One nurse in Washington state, who spoke on the condition of anonymity because her employer does not allow employees to speak to the media, had initially sought an exception and was denied and suspended.

The nurse said she considered going into child care. Her family sold one of their cars and she weighed applying for food stamps. Unemployment was not available to those who lost their jobs because they declined to get vaccinated, she said.

But after taking a break from social media, praying and talking to her husband about the financial risks of losing her well-paid job, she said she changed her mind. Now, she plans to get vaccinated and return to work.

Workers leaving their jobs are also reckoning with stepping away from hospitals at a time when staffing is most needed.

When asked what a loss of 1 percent of health-care workers could look like in New Mexico — which has mandated vaccination for those employees — David Scrase, the acting head of the state’s Health Department, said the impact on an already strained system is considerable. But he added that even if unvaccinated workers kept their jobs, they could be out for long periods if they became infected and got seriously ill.

“A 1 percent impact on health-care workers in our state would mean that all the other health-care workers would have to work 1 percent harder,” he told reporters on a call last month. “They’re already working as hard as they can, so I think it’s a big deal.”

The high compliance numbers that many hospitals cite do not always tell the full story. Some hospitals are more lenient than others in granting exemptions, which may lead to a larger share of unvaccinated staff choosing to skip vaccination without losing their job.

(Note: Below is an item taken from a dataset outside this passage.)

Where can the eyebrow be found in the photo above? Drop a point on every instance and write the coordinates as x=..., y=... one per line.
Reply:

About 10 percent of the 20,000 employees of MUSC Health, the clinical network of the Medical University of South Carolina, received permission to skip vaccination for religious or medical reasons, according to Patrick Cawley, its CEO. In a typical flu season, less than 1 percent of MUSC Health employees are exempt from the influenza vaccine, Cawley said.

Unlike some other hospitals that set up committees to examine exemption requests for merit and decide whether to grant them, MUSC Health “did not do that,” Cawley said. “I have everybody’s explanation … and at the moment we haven’t done anything with that other than accept it.”

“I do think some people probably used those exemptions more than they should have,” Cawley said.

Other hospital networks have reported small fractions of workers receiving exemptions. Less than 4 percent of UNC Health’s 30,800-person workforce were granted religious or medical exemptions, according to Matthew Ewend, the chief clinical officer of the state-owned network of 14 hospitals, 18 hospital campuses and more than 500 clinics in North Carolina.

Ninety-nine percent of the workforce is vaccinated or exempt, Ewend said, but the system could lose nearly 300 staff members if they don’t get vaccinated by Nov. 2, the end of a probationary period.

“We’re talking a lot about the 2 percent who aren’t in compliance, but a huge swath of our workforce came into compliance, and not only did that, but did it willingly,” Ewend said. “And I think their voice sometimes is lost because we are thinking about the folks who have struggled with this.”